BARTScore: Evaluating Generated Text as Text Generation

Authors: Weizhe Yuan, Graham Neubig, Pengfei Liu

NeurIPS 2021 | Conference PDF | Archive PDF | Plain Text | LLM Run Details

Reproducibility Variable Result LLM Response
Research Type Experimental Experimentally, we evaluate different variants of BARTSCORE from 7 perspectives on 16 datasets. BARTSCORE achieves the best performance in 16 of 22 test settings against existing top-scoring metrics.
Researcher Affiliation Academia Weizhe Yuan Carnegie Mellon University weizhey@cs.cmu.edu Graham Neubig Carnegie Mellon University gneubig@cs.cmu.edu Pengfei Liu Carnegie Mellon University pliu3@cs.cmu.edu
Pseudocode No The paper does not include pseudocode or clearly labeled algorithm blocks.
Open Source Code Yes Code to calculate BARTScore is available at https://github.com/neulab/BARTScore
Open Datasets Yes The datasets we use are summarized in Tab. 1. We obtain the source language sentences, machine-translated texts and reference texts from the WMT19 metrics shared task [44]. (1) REALSumm [4] is a metaevaluation dataset for text summarization... (2) Summ Eval [13] is a collection of human judgments... (3) Ne R18 The NEWSROOM dataset [18]... (1) Rank19 [14] is used to meta-evaluate factuality metrics. (2) QAGS20 [66] collected 235 test outputs... BAGEL [45] provides information about restaurants.

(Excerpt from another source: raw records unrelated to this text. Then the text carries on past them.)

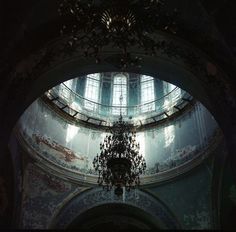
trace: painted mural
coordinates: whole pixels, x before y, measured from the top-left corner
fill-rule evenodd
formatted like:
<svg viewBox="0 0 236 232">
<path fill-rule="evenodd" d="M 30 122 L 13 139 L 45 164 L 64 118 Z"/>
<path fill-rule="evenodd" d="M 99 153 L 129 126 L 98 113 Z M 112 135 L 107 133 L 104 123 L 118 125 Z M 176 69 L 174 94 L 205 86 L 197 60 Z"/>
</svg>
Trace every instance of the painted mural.
<svg viewBox="0 0 236 232">
<path fill-rule="evenodd" d="M 57 207 L 70 194 L 83 190 L 28 163 L 24 171 L 21 228 L 47 229 Z"/>
<path fill-rule="evenodd" d="M 191 128 L 191 130 L 189 130 Z M 96 174 L 93 158 L 107 133 L 73 125 L 37 100 L 19 122 L 20 134 L 45 159 L 70 170 Z M 218 133 L 210 113 L 197 104 L 176 121 L 137 132 L 140 153 L 147 163 L 146 175 L 178 167 L 208 149 Z"/>
</svg>

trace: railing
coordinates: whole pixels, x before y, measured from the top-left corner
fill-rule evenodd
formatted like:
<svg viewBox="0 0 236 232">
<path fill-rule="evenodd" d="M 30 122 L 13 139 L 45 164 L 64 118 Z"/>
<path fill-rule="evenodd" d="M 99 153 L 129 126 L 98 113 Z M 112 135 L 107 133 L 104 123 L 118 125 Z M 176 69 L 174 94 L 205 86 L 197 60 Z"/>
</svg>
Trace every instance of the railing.
<svg viewBox="0 0 236 232">
<path fill-rule="evenodd" d="M 61 104 L 60 108 L 72 116 L 79 113 L 80 115 L 82 114 L 99 120 L 105 118 L 106 121 L 114 121 L 114 119 L 119 116 L 120 110 L 124 118 L 131 119 L 138 116 L 140 120 L 143 120 L 147 118 L 147 115 L 149 118 L 155 116 L 165 118 L 180 110 L 181 107 L 178 107 L 178 105 L 180 106 L 183 102 L 186 102 L 186 100 L 189 101 L 192 99 L 188 93 L 175 87 L 163 97 L 148 103 L 129 106 L 112 106 L 86 99 L 72 91 L 64 83 L 49 90 L 46 96 L 51 100 L 59 99 L 59 105 L 57 105 L 60 107 Z"/>
</svg>

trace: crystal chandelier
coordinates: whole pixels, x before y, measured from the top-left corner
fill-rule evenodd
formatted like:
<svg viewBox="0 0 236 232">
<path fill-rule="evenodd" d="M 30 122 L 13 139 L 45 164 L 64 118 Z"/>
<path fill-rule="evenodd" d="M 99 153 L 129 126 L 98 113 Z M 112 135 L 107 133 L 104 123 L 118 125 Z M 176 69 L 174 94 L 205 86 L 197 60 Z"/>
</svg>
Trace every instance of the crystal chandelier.
<svg viewBox="0 0 236 232">
<path fill-rule="evenodd" d="M 130 190 L 138 186 L 139 176 L 146 169 L 145 159 L 139 154 L 139 149 L 135 132 L 120 116 L 112 127 L 111 135 L 107 135 L 104 143 L 100 144 L 100 155 L 97 154 L 93 160 L 99 175 L 98 184 L 107 190 L 114 186 L 116 195 L 122 195 L 122 187 Z"/>
<path fill-rule="evenodd" d="M 122 106 L 122 91 L 120 106 Z M 115 187 L 115 194 L 122 195 L 123 187 L 130 190 L 140 184 L 140 175 L 146 169 L 145 159 L 139 154 L 140 145 L 136 141 L 136 133 L 131 124 L 120 118 L 111 128 L 104 143 L 100 144 L 100 155 L 93 160 L 95 171 L 98 172 L 98 184 L 107 190 Z"/>
<path fill-rule="evenodd" d="M 156 30 L 176 33 L 176 9 L 164 10 L 164 0 L 59 0 L 63 18 L 62 35 L 70 35 L 68 49 L 79 48 L 84 56 L 100 62 L 108 45 L 117 49 L 120 68 L 139 66 L 141 57 L 132 56 L 131 47 L 154 55 L 160 44 Z"/>
</svg>

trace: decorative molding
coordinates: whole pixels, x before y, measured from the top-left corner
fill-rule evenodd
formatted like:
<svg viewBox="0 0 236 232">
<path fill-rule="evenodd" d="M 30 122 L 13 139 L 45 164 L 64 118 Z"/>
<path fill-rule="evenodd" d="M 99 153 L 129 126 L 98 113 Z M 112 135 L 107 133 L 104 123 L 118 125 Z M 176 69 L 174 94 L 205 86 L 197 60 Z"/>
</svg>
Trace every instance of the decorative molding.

SFHOT [69] provides information about hotels... SFRES [69] provides information about restaurants...
Dataset Splits Yes For the machine translation task, due to the more expensive computational cost brought by larger text sets, we first use WMT18 [43] as a development set to search for one best prompt and obtain the phrase Such as , which is then used for the test language pairs.
Hardware Specification Yes We used two 2080Ti GPUs, and the training time is less than one hour.
Software Dependencies No The paper mentions "available off-the-shelf in Huggingface Transformers [70]" but does not specify a version number for the Transformers library or other software dependencies.
Experiment Setup Yes We used a random subset of 30,000 data and fine-tuned for one epoch with a batch size of 20 and a learning rate of 5e 5.